This article is posted in Nuggets by WX shin-Devops
The configuration process
- The installation
pyspark
- configuration
mysql-connector.jar
- Create a connection
- Read the data
Install PySpark
Create a new project locally and execute PIP Install PySpark ==3.0 to install PySpark.

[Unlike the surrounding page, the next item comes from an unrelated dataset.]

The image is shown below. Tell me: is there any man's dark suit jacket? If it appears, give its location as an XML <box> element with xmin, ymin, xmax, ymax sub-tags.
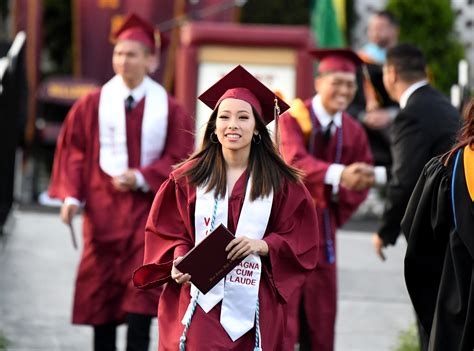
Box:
<box><xmin>378</xmin><ymin>85</ymin><xmax>461</xmax><ymax>245</ymax></box>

MySQL – the Connector configuration
download
Go to https://dev.mysql.com/downloads/connector/j/ to download the corresponding version of the Platform Independent package:
Connector/J version | JDBC version | MySQL Server version | JRE Required | JDK Required for Compilation | Status |
---|---|---|---|---|---|
5.1 | 3.0, 4.0, 4.1, 4.2 | 5.61, 5.71, 8.01 | JRE 5 or higher1 | JDK 5.0 AND JDK 8.0 or higher2, 3 | General availability |
8.0 | 4.2 | 5.6, 5.7, 8.0 | JRE 8 or higher | JDK 8.0 or higher2 | General availability. recommended |
Click to see the full version of the association
For example, mysql-connector-java-8.0.20.tar.gz is decompressed to obtain mysql-connector-java-8.0.19.jar
Move to the SPARK_HOME path
If you use other installation methods, run the echo $SPARK_HOME command on the local PC to view the Spark installation path.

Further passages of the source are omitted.